In some cases, you’ll have to submit extra information:
- Transfer or duplicate of title application
- Planned non-operation certification
- Non-operation certification
- The side-by-side’s ID plates
- Any applications for documents, replacement plates, or stickers
Even after submitting these applications, your side-by-side isn’t street-legal except the few particular circumstances above.
Required Safety Equipment
Driving a side-by-side without safety equipment is illegal in California, even in areas designated for these vehicles. Drivers of all ages must wear an approved helmet to drive their UTVs and ATVs. If a helmet is too old, you should get a new one for increased protection.
In addition to approved helmets, a seat belt that includes a shoulder belt is also required. Safety harnesses are an acceptable alternative. Not only is the operator needed to have one, but side-by-sides designed for multiple passengers must have belts or harnesses for passengers too.
As for the UTVs themselves, there are some components the state laws demand all vehicles have.
The most important one is headlamps, which must be turned on 90 minutes after sunset to 90 minutes before sunrise. These lamps must have at least one white light that illuminates the front of the side-by-side. The brightness must reveal a person or another vehicle at least 200 feet away.

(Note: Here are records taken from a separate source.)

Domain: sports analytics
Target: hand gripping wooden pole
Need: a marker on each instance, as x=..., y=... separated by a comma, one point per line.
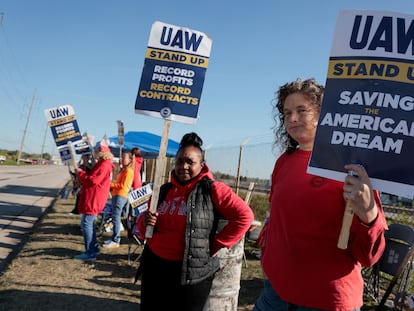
x=346, y=222
x=72, y=155
x=346, y=226
x=159, y=171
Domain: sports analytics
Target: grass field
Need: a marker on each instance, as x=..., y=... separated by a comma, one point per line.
x=44, y=276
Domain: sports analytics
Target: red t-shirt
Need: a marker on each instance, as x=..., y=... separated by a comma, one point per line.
x=301, y=257
x=168, y=240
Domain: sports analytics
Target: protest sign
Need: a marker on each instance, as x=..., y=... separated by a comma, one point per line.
x=367, y=112
x=138, y=198
x=62, y=122
x=65, y=130
x=173, y=75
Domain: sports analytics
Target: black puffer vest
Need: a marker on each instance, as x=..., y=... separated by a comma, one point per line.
x=202, y=221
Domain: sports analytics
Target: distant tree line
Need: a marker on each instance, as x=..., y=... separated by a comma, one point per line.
x=13, y=154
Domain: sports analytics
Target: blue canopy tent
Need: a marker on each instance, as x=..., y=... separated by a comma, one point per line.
x=148, y=143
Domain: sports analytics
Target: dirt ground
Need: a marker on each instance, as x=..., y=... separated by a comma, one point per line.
x=44, y=276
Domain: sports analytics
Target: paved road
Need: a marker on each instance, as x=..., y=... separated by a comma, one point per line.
x=25, y=193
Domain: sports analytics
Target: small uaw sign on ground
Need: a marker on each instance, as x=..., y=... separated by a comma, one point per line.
x=138, y=198
x=64, y=127
x=172, y=79
x=367, y=115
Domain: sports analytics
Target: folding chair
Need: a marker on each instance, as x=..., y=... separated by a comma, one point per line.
x=105, y=224
x=389, y=280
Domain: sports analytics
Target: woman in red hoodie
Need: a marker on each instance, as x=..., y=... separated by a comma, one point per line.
x=305, y=269
x=180, y=259
x=94, y=192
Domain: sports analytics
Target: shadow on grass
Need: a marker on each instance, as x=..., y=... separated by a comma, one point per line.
x=16, y=300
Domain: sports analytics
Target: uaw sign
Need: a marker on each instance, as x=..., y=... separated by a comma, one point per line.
x=63, y=124
x=138, y=198
x=173, y=76
x=367, y=115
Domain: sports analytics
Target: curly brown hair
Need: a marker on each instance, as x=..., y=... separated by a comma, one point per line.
x=308, y=87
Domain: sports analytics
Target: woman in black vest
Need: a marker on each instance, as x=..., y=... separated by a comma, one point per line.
x=180, y=259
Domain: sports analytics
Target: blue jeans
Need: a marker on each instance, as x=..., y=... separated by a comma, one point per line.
x=118, y=204
x=269, y=300
x=89, y=234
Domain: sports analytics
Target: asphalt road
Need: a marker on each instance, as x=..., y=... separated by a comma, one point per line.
x=25, y=193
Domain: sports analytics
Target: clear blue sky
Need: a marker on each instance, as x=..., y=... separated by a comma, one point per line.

Taillamps must be active the same time headlights are switched on. In addition, one must be a red light clearly visible at the UTV’s rear.
The side-by-side’s brake system must be in perfect working condition and strong enough to make the vehicle stop in all environments and circumstances.
All ATVs and UTVs must have an approved muffler or exhaust system without bypasses, cutouts, or similar mechanisms.
As UTVs are often operated near forests or grassy areas, they must have a spark arrester approved by the United States Forest Service.
Passengers Riding UTVs
Californian law prohibits side-by-sides from carrying more than one person unless the vehicle is meant for more than the driver. This law applies to operators in public lands.
To make a side-by-side passenger-legal, it needs a designated seat that can carry them securely. The passenger must also be able to grab the passenger’s handhold while sitting and have the seat belt fastened.
Aftermarket handholds are accepted by the law when making the vehicle passenger-legal.
Side-by-Side Speed Limits
There aren’t many speed limits for UTV or ATV drivers in California, as the state only asks drivers to drive safely and keep others’ well-being in mind. However, riding a side-by-side or an ATV 50 feet near a campsite, crowd, or campground has a speed limit of 15 miles per hour. Keep under this speed unless there are signs saying otherwise.
UTV Age Restrictions
While most side-by-side operators are above 18, younger operators can drive these vehicles if they fulfill one of four main requirements.
The first one states that the child must be accompanied by an adult qualified to be an instructor or supervisor. In addition, this adult must have a safety certificate to ensure the operator’s safety.
Another requirement is that the operator under 18 has passed a safety course under an instructor’s guidance and training.
If the driver has a safety certificate and is under 18, they can drive the UTV.
Finally, the driver must be 16 years or older for solo operation.
Operators under 14 can only drive a side-by-side if they can reach the controls comfortably, which is the responsibility of the parents or guardians.
If a supervisor is needed, the child’s parents or guardian must give their authorization. Otherwise, the supervisor cannot legally protect the operator.
Safety courses for those under 18 are available through the ATV Safety Institute. What’s more, students between the ages of six and 17 are eligible for funding.
For the Sake of Safety
California is one of the least safe states to drive in, which is why prohibiting side-by-sides from the freeways is wise. While there are several exceptions to the law, it’s best only to operate UTVs in designated areas. These places are much safer, and there are fewer restrictions.